By Daniel C. Potts, MD, FAAN | December 27th, 2018

A neurologist shares what patients and care partners should know about navigating the healthcare system. This is part one of a three-part series on what to expect with a dementia diagnosis.  

Most neurologists dread telling patients they have Alzheimer’s disease or another form of dementia. I am no exception. But 16 years ago, I discovered something that is much more difficult than giving the diagnosis: hearing your loved one receive it. My father was diagnosed with Alzheimer’s disease in 2002.

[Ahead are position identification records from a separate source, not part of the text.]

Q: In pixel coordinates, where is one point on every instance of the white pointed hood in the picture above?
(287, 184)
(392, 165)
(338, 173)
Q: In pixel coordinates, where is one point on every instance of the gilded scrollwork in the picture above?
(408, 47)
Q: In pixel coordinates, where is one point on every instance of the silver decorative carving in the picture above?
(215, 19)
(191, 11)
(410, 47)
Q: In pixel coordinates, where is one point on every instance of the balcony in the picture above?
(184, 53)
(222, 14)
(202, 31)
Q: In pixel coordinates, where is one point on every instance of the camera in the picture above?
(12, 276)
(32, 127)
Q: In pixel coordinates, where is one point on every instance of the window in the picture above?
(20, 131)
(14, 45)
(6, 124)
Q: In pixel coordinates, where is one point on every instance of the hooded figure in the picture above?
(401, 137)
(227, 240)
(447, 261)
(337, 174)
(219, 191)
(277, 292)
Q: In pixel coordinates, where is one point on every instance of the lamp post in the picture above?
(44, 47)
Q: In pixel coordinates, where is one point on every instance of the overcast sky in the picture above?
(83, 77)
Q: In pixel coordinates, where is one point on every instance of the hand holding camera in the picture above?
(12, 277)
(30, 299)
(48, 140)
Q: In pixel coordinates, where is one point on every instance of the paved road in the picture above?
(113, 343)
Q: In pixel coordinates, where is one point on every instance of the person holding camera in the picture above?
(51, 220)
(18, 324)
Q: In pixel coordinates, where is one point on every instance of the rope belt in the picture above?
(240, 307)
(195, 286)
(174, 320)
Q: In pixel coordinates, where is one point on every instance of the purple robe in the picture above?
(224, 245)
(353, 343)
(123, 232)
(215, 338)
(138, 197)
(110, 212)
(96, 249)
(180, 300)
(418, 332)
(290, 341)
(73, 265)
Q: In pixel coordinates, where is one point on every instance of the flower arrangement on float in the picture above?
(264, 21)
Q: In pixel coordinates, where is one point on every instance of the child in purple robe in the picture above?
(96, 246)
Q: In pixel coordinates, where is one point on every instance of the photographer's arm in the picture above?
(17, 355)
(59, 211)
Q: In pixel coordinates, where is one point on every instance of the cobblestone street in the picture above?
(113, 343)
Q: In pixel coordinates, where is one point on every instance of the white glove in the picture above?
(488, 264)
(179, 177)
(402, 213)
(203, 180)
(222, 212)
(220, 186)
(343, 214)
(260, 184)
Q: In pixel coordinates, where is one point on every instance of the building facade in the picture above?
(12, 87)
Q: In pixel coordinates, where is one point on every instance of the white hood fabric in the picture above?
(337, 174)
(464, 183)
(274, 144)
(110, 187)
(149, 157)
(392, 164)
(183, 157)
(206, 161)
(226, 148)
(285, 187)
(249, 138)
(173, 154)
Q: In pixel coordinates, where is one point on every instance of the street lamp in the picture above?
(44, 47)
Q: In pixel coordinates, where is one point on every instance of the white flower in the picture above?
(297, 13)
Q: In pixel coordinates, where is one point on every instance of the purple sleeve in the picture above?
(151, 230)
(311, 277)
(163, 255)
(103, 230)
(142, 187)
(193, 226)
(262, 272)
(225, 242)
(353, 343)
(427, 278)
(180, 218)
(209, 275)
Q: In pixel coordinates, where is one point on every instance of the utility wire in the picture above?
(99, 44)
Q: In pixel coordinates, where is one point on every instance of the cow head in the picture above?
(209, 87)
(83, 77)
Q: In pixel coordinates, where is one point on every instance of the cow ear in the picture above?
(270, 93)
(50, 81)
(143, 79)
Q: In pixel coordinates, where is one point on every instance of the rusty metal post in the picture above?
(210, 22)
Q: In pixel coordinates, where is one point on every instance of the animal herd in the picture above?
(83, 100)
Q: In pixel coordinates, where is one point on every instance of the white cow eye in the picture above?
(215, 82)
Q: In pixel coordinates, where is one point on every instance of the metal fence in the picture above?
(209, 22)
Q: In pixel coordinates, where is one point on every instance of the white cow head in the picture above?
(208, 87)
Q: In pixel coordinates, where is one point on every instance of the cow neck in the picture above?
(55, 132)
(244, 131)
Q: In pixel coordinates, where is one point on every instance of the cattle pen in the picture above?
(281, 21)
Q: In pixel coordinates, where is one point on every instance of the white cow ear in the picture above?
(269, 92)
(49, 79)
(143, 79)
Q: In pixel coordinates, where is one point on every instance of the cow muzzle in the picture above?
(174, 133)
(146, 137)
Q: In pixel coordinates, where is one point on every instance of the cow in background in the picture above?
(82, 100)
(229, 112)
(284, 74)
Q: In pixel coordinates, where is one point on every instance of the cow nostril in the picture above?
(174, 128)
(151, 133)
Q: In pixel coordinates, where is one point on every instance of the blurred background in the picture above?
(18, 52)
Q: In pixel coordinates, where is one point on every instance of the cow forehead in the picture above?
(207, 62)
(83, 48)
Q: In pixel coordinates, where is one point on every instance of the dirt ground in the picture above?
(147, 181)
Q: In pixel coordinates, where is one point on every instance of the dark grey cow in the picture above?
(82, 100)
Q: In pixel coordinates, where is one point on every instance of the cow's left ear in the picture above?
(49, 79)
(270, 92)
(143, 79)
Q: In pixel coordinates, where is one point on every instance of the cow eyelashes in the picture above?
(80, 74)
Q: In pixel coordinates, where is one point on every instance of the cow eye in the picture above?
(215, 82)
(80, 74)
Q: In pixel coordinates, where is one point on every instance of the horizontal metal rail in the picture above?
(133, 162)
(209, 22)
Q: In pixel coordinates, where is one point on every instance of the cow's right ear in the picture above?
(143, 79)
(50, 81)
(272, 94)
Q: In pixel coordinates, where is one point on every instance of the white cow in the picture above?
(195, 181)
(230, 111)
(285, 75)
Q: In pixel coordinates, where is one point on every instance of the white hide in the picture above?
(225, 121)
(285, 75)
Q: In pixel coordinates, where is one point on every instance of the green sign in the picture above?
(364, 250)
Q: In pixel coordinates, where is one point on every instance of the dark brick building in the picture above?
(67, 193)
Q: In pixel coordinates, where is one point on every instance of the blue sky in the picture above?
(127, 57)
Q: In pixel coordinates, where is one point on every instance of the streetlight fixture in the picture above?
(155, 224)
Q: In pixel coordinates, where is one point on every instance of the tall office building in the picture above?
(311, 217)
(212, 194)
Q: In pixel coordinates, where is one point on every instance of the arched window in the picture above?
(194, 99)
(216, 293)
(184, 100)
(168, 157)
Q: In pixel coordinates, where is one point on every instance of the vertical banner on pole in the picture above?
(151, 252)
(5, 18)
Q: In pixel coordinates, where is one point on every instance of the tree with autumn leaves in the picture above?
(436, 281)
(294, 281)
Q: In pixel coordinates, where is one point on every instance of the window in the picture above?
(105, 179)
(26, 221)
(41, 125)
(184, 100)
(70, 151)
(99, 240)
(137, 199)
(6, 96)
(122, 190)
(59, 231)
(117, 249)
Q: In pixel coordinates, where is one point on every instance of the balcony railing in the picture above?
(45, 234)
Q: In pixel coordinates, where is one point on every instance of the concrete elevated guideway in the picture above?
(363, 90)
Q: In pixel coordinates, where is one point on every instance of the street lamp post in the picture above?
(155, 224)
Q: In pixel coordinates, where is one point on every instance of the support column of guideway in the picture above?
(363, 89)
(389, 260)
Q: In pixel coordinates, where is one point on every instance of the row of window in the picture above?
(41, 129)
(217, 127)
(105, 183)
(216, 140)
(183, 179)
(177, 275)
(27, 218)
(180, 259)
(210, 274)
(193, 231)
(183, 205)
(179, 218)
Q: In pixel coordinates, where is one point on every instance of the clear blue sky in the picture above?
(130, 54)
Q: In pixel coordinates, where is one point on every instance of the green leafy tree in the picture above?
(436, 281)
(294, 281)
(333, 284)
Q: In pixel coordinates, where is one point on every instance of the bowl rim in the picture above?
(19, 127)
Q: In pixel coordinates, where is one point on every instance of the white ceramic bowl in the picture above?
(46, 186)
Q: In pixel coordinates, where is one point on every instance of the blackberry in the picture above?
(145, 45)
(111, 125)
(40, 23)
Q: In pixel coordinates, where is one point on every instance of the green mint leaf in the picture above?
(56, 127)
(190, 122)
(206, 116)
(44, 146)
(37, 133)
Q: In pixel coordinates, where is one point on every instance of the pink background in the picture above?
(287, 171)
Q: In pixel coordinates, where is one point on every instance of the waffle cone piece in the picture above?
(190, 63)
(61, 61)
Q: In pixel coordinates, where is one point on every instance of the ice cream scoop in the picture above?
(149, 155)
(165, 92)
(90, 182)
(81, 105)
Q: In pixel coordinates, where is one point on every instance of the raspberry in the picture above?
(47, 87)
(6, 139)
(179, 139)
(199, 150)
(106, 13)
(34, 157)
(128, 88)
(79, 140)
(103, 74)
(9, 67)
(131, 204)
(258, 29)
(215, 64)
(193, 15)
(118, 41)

Walking beside my parents on the journey through dementia was enlightening. We experienced fear, denial, uncertainty, sadness and at times, joy. I have become more compassionate and empathetic and now understand the difficulties care partners go through as they navigate the healthcare system.

Getting a Diagnosis

If you or someone you love is experiencing problems with thinking and memory that seem abnormal for their age, it’s time to schedule a visit to a healthcare provider. Failing to recognize or denying the symptoms can be a barrier to getting help. Loved ones or those exhibiting cognitive impairment should openly, yet compassionately discuss the issue and plan a doctor’s visit. But sometimes it’s easier said than done: Getting someone to agree to an initial evaluation may be difficult. Some family members have success suggesting a medical follow-up visit for other issues (such as back pain or diabetes), then contact the provider beforehand, requesting a cognitive evaluation of their loved one as well.

Finding the Right Doctor

If the person agrees to see a healthcare provider, I recommend starting with primary care. If you don’t have a primary care provider, seek one with board certification, high ratings online (Vitals.com, Healthgrades.com) and good word-of-mouth recommendations. State and county medical societies can offer guidance as well. Ideally, you’ll have a doctor that knows your medical history and has a baseline assessment of cognitive function.

The Assessment

Primary care providers can use one of several in-office evaluations to measure cognition. You might hear names like Mini-Cog, MMSE (Mini-Mental Status Exam), SLUMS (St. Louis Mental Status Examination) and MoCA (Montreal Cognitive Assessment). And then you might wonder why there are so many tests to measure the same thing. Depending on how the doctor assesses the patient initially, he or she might use one over another. The MMSE test is the most commonly used, but it might be less effective than the MoCA at identifying mild or early cognitive deficits—especially in people who are highly educated with a high cognitive reserve—or those associated with Parkinson’s disease. The Mini-Cog takes less time to perform and might be able to better distinguish what kind of dementia diagnosis you could be dealing with—Lewy body vs. Alzheimer’s, for example.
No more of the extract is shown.